项宝山好歹是指挥使,这次没有再在营门外巴巴地等着他,而是在营房处理公务。
见陈敬宗来了,项宝山客气地离席,寒暄过后,项宝山笑道:“驸马,依您的吩咐,我已经将昨日外出开荒的一千六百名士兵都叫回来了。”
陈敬宗点点头,道:“那就召集所有人马到演武场,我有话说。”
项宝山立即派遣一个侍卫去安排。
还没有出正月,清晨空气寒冷,卫所的一众士兵们接到命令,纷纷朝演武场走来。
五千多人,有的人有厚厚的棉衣穿,看料子还是新做的,有的人穿着不那么暖和的旧棉衣,还有的人连旧棉衣都没有,冷得佝偻着肩膀,双手也抄在袖筒里。直到靠近演武场,远远瞧见几位军官在前面的高台上站着,这些军姿不整的兵,才慢慢地垂下双臂,勉强挺直脊背。

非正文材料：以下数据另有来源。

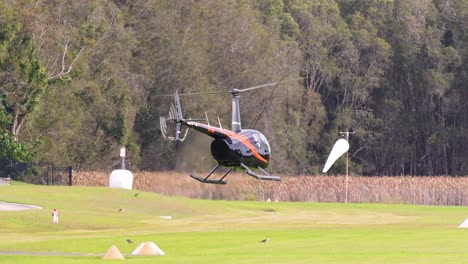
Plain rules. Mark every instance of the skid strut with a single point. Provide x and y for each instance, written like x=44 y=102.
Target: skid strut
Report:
x=206 y=180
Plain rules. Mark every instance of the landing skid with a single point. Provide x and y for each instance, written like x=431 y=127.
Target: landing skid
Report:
x=206 y=180
x=265 y=177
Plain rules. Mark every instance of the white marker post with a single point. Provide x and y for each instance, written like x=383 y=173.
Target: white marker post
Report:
x=55 y=216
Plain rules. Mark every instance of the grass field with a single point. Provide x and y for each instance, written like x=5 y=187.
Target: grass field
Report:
x=204 y=231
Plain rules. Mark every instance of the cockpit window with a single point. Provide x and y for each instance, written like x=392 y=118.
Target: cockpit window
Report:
x=264 y=143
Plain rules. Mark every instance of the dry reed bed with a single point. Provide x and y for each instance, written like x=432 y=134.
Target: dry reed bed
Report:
x=444 y=190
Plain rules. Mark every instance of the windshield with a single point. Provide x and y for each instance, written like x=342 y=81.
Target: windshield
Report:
x=264 y=143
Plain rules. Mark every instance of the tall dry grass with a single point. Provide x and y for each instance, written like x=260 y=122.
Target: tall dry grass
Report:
x=443 y=190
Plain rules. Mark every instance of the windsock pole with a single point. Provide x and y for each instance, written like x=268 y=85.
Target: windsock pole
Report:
x=347 y=133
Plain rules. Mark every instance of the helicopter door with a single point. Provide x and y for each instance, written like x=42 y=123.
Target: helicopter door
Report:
x=261 y=142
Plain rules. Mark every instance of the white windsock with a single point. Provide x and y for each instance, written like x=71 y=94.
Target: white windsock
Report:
x=340 y=148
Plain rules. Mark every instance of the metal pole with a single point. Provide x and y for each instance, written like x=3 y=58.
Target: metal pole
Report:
x=347 y=133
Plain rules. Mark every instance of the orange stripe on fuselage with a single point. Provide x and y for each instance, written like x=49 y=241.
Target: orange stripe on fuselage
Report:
x=233 y=135
x=244 y=140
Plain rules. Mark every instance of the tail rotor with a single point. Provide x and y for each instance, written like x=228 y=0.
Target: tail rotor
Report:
x=174 y=117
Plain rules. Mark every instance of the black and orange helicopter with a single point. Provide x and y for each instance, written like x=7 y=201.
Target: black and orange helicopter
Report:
x=246 y=149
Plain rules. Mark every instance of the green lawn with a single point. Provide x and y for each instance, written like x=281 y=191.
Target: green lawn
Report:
x=203 y=231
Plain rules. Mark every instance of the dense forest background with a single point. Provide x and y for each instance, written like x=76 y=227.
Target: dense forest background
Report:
x=79 y=79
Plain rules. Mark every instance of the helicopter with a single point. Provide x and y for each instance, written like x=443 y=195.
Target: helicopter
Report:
x=237 y=148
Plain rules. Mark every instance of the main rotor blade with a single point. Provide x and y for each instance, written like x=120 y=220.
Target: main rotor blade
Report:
x=267 y=85
x=201 y=93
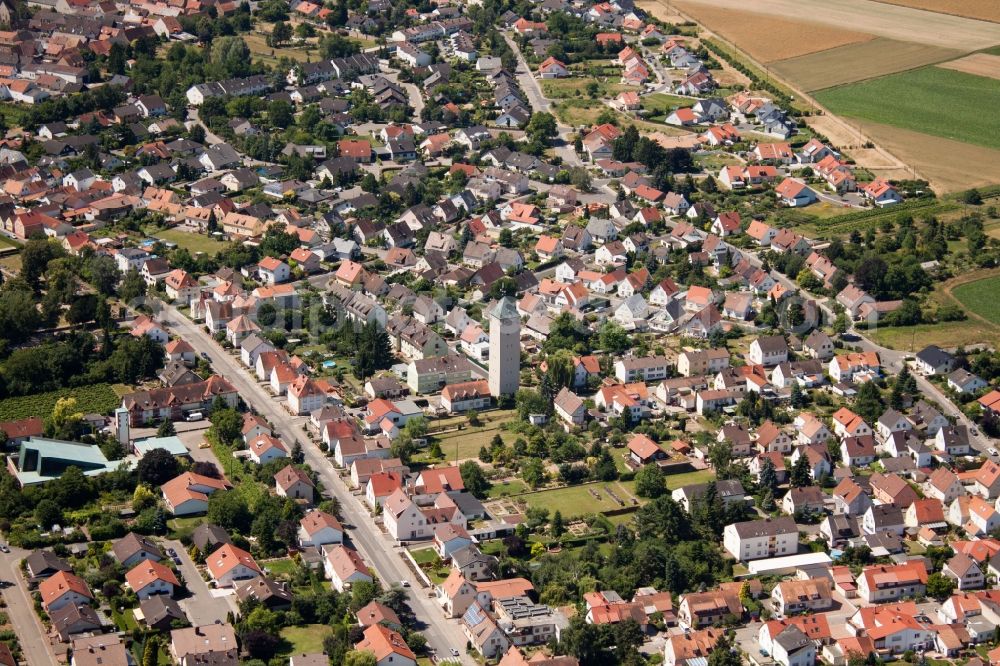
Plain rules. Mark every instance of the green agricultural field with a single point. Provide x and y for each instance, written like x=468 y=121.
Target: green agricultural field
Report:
x=943 y=103
x=97 y=398
x=661 y=104
x=981 y=297
x=192 y=242
x=945 y=334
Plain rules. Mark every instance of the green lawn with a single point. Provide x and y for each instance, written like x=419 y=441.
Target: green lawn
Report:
x=284 y=566
x=675 y=481
x=308 y=638
x=661 y=104
x=981 y=297
x=945 y=334
x=576 y=501
x=466 y=442
x=192 y=242
x=514 y=487
x=931 y=100
x=96 y=398
x=576 y=86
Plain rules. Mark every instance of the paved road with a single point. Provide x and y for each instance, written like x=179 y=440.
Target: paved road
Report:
x=539 y=102
x=892 y=362
x=375 y=546
x=201 y=607
x=35 y=646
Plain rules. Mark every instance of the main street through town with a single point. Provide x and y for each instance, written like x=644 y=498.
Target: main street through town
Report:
x=378 y=549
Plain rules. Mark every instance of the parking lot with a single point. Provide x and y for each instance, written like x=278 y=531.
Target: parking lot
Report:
x=204 y=605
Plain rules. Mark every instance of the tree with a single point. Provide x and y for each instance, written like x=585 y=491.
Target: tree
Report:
x=613 y=338
x=35 y=257
x=65 y=422
x=227 y=425
x=533 y=472
x=19 y=318
x=231 y=57
x=373 y=351
x=360 y=658
x=939 y=586
x=768 y=475
x=541 y=127
x=972 y=197
x=157 y=467
x=150 y=651
x=801 y=475
x=47 y=514
x=197 y=133
x=143 y=497
x=798 y=397
x=868 y=402
x=649 y=482
x=474 y=479
x=133 y=287
x=583 y=641
x=724 y=654
x=230 y=511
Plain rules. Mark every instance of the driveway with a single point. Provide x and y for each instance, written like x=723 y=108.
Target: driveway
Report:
x=202 y=607
x=35 y=645
x=374 y=545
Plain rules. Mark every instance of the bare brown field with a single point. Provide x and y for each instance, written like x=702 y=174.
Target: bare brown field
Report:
x=845 y=137
x=980 y=64
x=858 y=62
x=767 y=38
x=951 y=166
x=729 y=77
x=983 y=10
x=878 y=18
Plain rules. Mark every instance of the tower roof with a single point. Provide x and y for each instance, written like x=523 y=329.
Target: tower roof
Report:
x=505 y=309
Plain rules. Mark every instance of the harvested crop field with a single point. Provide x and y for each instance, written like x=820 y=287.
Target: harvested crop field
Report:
x=858 y=62
x=930 y=100
x=877 y=18
x=951 y=166
x=767 y=38
x=984 y=10
x=980 y=64
x=660 y=11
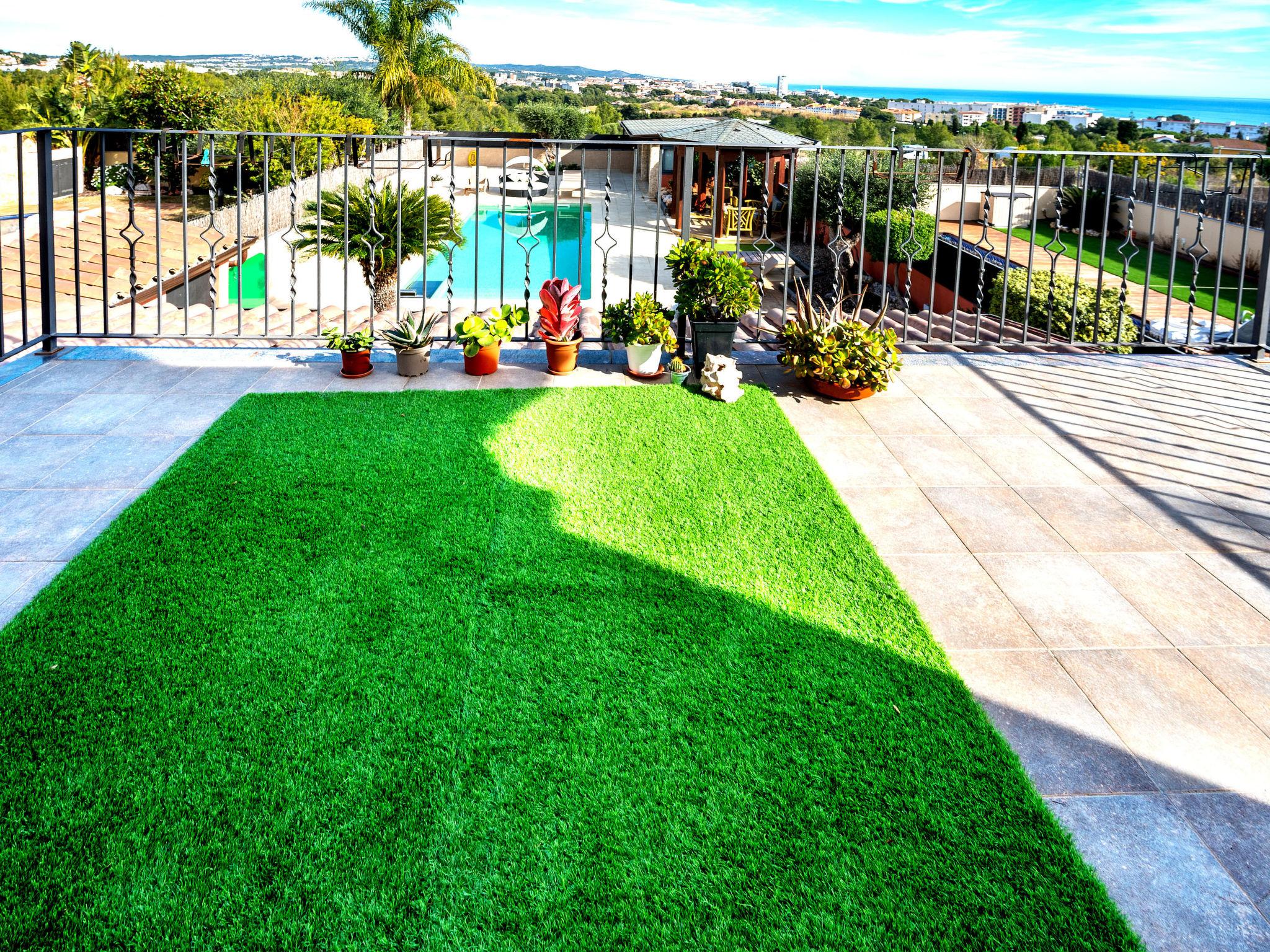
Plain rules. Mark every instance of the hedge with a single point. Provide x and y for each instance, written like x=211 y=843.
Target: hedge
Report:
x=1034 y=309
x=922 y=243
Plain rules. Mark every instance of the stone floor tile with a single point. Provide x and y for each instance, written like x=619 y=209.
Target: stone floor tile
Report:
x=145 y=377
x=1237 y=829
x=1067 y=603
x=1064 y=742
x=1240 y=673
x=1191 y=519
x=1093 y=521
x=384 y=379
x=91 y=413
x=175 y=414
x=1161 y=875
x=961 y=602
x=978 y=415
x=900 y=521
x=24 y=461
x=941 y=460
x=1185 y=603
x=854 y=461
x=69 y=376
x=900 y=415
x=42 y=522
x=1246 y=573
x=995 y=519
x=288 y=380
x=220 y=380
x=1026 y=461
x=19 y=410
x=1186 y=733
x=115 y=462
x=443 y=376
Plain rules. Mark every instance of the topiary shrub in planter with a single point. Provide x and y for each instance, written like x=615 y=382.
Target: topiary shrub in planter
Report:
x=1029 y=302
x=920 y=244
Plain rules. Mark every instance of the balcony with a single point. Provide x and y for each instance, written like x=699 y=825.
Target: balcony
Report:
x=468 y=649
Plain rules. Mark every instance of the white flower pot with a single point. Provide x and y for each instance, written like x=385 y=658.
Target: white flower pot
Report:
x=644 y=358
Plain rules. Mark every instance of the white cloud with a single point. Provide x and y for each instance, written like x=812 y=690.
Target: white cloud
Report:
x=690 y=41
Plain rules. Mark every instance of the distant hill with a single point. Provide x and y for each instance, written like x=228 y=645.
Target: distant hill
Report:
x=584 y=71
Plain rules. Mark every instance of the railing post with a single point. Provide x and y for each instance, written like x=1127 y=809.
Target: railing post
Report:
x=47 y=242
x=685 y=232
x=1261 y=315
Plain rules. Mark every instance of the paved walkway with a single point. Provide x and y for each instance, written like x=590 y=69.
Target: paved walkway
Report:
x=1089 y=537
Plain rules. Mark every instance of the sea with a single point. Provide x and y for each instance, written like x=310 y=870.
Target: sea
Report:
x=1123 y=107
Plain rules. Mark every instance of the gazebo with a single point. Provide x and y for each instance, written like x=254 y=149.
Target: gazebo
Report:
x=717 y=144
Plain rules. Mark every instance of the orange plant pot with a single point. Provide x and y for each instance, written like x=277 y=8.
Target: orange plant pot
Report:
x=563 y=356
x=484 y=362
x=836 y=391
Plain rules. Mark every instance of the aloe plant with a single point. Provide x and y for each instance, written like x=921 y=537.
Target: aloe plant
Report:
x=479 y=330
x=413 y=332
x=562 y=307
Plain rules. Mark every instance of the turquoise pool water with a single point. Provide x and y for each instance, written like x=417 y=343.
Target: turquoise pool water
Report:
x=491 y=265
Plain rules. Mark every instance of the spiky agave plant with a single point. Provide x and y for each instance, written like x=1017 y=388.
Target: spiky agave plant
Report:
x=561 y=311
x=412 y=333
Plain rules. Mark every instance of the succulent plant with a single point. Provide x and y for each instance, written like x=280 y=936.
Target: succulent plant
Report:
x=826 y=345
x=481 y=330
x=642 y=320
x=414 y=330
x=562 y=306
x=349 y=343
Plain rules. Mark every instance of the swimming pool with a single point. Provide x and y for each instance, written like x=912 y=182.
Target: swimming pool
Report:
x=489 y=267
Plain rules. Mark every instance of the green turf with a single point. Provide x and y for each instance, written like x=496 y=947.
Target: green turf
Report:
x=557 y=669
x=1114 y=267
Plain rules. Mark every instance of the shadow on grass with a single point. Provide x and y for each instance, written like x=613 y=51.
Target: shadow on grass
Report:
x=508 y=669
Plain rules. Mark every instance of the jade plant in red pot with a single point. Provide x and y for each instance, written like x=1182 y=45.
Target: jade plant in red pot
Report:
x=558 y=324
x=355 y=351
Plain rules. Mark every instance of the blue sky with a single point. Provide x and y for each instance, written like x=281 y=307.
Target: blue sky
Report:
x=1183 y=47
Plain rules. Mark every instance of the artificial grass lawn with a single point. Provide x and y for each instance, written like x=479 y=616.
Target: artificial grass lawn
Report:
x=557 y=669
x=1114 y=268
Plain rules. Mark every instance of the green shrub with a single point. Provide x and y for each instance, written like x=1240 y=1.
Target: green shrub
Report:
x=1034 y=307
x=642 y=320
x=921 y=244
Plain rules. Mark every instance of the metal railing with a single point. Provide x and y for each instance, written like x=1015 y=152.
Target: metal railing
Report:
x=223 y=235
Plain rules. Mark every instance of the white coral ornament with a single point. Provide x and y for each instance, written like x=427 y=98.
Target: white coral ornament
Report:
x=721 y=379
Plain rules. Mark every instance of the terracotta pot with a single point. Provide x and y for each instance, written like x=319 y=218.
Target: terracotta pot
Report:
x=644 y=359
x=484 y=362
x=355 y=363
x=563 y=356
x=413 y=361
x=838 y=392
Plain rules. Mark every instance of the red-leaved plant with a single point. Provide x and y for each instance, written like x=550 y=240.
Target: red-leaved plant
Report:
x=558 y=318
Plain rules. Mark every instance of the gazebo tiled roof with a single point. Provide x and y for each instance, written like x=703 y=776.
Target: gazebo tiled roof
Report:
x=728 y=134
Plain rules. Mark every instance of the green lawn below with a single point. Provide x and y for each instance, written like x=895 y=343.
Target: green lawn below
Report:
x=1114 y=268
x=556 y=669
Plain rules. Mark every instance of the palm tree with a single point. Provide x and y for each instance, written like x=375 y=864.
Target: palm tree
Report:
x=413 y=60
x=429 y=226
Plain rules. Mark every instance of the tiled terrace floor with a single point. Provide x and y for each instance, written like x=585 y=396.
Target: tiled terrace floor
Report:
x=1089 y=537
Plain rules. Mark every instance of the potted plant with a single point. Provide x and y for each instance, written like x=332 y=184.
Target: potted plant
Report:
x=484 y=334
x=355 y=351
x=644 y=327
x=558 y=324
x=412 y=339
x=713 y=289
x=678 y=371
x=840 y=356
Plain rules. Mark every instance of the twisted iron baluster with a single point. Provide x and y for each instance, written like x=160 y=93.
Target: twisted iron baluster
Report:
x=605 y=250
x=211 y=235
x=1127 y=258
x=131 y=232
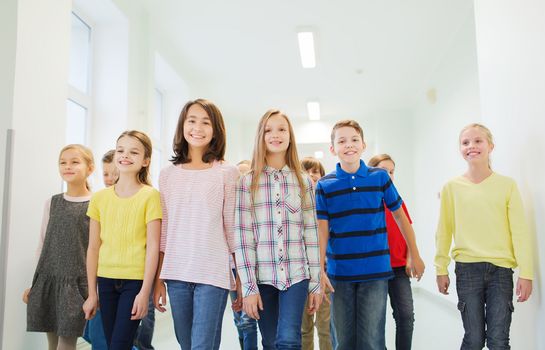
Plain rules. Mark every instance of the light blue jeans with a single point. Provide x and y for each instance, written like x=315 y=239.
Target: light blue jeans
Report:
x=359 y=314
x=197 y=311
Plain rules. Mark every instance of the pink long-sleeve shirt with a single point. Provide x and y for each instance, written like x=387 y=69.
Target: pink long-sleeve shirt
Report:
x=198 y=222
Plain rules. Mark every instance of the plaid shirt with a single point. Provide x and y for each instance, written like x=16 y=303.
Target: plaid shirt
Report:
x=277 y=236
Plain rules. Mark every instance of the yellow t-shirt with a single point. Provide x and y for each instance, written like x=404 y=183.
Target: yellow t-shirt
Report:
x=487 y=222
x=123 y=229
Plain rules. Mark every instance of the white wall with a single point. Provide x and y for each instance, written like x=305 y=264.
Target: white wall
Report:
x=437 y=124
x=39 y=107
x=511 y=56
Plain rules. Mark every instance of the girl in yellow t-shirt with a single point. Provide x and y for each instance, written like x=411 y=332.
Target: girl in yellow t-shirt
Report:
x=124 y=243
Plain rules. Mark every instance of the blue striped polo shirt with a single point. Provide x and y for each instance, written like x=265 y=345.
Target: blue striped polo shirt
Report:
x=357 y=249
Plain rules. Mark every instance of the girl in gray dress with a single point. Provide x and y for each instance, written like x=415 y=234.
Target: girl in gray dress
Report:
x=59 y=286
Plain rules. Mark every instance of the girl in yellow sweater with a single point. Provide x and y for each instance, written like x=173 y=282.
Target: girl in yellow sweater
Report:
x=482 y=212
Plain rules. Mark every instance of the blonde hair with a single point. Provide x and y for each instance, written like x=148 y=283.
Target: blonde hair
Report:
x=486 y=131
x=347 y=122
x=312 y=163
x=481 y=127
x=85 y=153
x=143 y=175
x=375 y=160
x=260 y=152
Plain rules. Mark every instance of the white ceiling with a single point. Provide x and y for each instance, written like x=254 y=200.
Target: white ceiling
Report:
x=372 y=55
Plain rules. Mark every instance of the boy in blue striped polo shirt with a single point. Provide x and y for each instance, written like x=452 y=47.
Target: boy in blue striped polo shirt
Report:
x=350 y=208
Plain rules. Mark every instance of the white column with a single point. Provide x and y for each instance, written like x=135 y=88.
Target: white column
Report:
x=511 y=56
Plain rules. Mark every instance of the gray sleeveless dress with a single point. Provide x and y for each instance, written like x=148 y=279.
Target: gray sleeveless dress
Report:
x=59 y=287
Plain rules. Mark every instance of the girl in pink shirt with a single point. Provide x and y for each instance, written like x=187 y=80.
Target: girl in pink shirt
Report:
x=198 y=200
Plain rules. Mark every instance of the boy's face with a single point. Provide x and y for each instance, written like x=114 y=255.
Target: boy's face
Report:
x=348 y=145
x=109 y=174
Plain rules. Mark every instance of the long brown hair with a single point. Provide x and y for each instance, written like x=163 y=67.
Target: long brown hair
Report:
x=216 y=147
x=143 y=175
x=260 y=152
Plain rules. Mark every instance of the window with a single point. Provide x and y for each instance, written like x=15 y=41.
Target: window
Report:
x=78 y=102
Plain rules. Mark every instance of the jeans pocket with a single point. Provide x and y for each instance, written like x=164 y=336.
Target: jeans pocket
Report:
x=462 y=306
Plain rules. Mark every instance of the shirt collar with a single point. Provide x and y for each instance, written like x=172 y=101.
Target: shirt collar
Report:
x=362 y=171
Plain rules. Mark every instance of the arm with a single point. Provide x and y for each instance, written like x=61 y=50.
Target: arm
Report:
x=246 y=249
x=522 y=244
x=310 y=237
x=417 y=265
x=141 y=302
x=443 y=241
x=91 y=304
x=43 y=229
x=312 y=248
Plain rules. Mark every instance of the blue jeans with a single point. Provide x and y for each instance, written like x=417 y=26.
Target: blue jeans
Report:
x=116 y=301
x=94 y=333
x=144 y=334
x=401 y=300
x=197 y=312
x=485 y=301
x=359 y=314
x=246 y=327
x=282 y=315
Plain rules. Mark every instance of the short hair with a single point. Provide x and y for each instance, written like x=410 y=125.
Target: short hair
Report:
x=347 y=122
x=108 y=157
x=143 y=175
x=375 y=160
x=312 y=163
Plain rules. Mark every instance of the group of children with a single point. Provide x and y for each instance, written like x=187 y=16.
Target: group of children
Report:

陈敬宗视线所及,发现五千六百人中,真正拉出来有个兵样的,不足千人。
所有人到齐后,陈敬宗朝富贵使个眼色。
富贵拍拍手,旁边就有两个士兵架着一人走了上来。
那人正是昨日才挨了二十军棍此时本该趴在大通铺上休养的王飞虎的小舅子,黄有才。
黄有才疼啊,哀求地望着亲姐夫。
王飞虎就觉得自己脖子上的指甲抓痕也疼了起来,他也想帮这个没出息的小舅子,可项宝山都不敢跟驸马爷硬碰硬,他算个啥?
底下的士兵们认出黄有才,响起一阵窃窃私语。
这时,陈敬宗道:“让他转过去。”
两个小兵就给黄有才转了一圈,背对底下的五千士兵。
陈敬宗:“扒了他的裤子。”
黄有才、王飞虎:……
小兵们很听驸马爷的话,怔了下马上动手。
黄有才半红半白的腚就彻底暴露在五千多人面前。
士兵们不管过得好赖,都是粗人,见此立即爆发出一阵哄堂大笑。
黄有才的脸比他重伤的腚还红,换个热血男儿遭受如此奇耻大辱,怕会扑过去跟陈敬宗拼命,可黄有才就是一团软骨头,没脸没皮的,这会儿只是耷拉着脑袋,只是暗暗感慨自己倒霉,并不太当回事。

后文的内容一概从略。